If the reason for two links is some hope of redundancy, what real-world conditions do you achieve that goal under? How often do you get a single port dying, and not an 8-port cluster, or the whole switch? How often does a cable cut affect one cable and not the others that run in the same cable chase?
The only case I can see where it might help is the highly unlikely one where someone manually unplugs one of the two cables while the system is "live." If that's a substantial risk in your situation, are you employing untrained cable monkeys, or what? "Don't do that" should go without saying.
If I can't talk you out of redundant 1G links and RSTP, such as because you're using the SFP+ interfaces for something else, and you must be able to interoperate with non-MikroTik switches that don't understand RouterOS's loop protection scheme, at least configure the
bridge priorities to force the root election to go the same way every time, as long as both links are present.
If the problem isn't RSTP, then you might be running into the SFP port flapping issue in the CRS328, fixed in 7.4beta2. Alas, that fix isn't in any stable release yet, but I've been running the beta on my CRS328 for 3+ weeks now, and it seems fine.
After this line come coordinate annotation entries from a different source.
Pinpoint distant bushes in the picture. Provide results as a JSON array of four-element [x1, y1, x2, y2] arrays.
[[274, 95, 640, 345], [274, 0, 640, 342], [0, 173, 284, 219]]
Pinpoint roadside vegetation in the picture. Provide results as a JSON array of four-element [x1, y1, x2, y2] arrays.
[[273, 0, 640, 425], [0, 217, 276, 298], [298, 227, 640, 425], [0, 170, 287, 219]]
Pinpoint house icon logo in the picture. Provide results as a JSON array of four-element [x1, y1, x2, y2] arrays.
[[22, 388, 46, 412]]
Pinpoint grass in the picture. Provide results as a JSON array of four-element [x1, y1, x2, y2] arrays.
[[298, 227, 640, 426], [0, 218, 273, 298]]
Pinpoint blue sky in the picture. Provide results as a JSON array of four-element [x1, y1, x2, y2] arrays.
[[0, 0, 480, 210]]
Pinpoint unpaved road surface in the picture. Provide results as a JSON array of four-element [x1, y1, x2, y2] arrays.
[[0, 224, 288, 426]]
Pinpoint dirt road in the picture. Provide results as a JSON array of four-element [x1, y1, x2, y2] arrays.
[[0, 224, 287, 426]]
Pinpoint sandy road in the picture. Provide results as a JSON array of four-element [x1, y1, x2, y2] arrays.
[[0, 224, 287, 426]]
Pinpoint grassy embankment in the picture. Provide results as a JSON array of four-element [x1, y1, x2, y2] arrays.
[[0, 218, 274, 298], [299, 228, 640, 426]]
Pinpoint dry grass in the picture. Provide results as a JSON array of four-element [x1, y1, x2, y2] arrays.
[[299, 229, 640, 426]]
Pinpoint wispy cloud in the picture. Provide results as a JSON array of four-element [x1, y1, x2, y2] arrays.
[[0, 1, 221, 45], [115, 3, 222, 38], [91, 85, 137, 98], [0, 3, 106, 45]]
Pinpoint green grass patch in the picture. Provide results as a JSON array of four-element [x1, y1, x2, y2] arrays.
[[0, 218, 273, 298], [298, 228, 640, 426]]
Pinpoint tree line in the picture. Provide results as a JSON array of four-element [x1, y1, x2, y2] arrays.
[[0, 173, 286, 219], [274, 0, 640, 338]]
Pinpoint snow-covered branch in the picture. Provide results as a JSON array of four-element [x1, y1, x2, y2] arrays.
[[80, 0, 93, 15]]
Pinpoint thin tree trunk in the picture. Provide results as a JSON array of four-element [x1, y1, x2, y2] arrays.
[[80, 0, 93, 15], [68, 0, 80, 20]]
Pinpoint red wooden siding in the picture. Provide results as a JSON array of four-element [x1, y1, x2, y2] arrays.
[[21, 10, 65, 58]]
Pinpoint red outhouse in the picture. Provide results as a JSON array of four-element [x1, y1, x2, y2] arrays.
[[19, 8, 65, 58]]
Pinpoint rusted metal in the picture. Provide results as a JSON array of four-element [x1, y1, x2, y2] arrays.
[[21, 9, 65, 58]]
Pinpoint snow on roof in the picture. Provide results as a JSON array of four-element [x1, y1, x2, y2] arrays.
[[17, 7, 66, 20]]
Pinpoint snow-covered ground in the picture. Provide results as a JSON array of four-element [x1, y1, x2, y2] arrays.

My uptime is back down to less than a day due to the beta5 release earlier today, but the logs have been quiet since.
see attached device error log
Try again…
I have ben looking into DSCP QOC
What's "QOC"? Do you mean QoS?
in all honesty it looks like a ball of wax on the current Mikrotik firmware.
Really? One switch rule should suffice:
/interface/ethernet/switch/rule
add dscp=0 ports=ether1,ether2,ether3… rate=100M switch=switch1
That is, everything on the potentially-conflicting ports without a DSCP tag is limited to 10% of the maximum throughput of the presumed 1G links on those ports, so that it'd take ten of them in concert to swamp a 1G uplink. In the presumably more common case of just one bad actor, 90% of the uplink rate is dedicated to traffic carrying DSCP tags.
Obviously there is plenty of room for adjustment here. Apply with care and sensibility for your local needs.
Incidentally, I can't help but point out that the scheme as-presented is what you'd get for free by using 10G fiber uplinks between the switches: it'd take ten bad actors on 1G ports to swamp the uplink in that case. Even if you need no more than 1G between any two endpoints, flow aggregation may end up being a substantial benefit in your situation.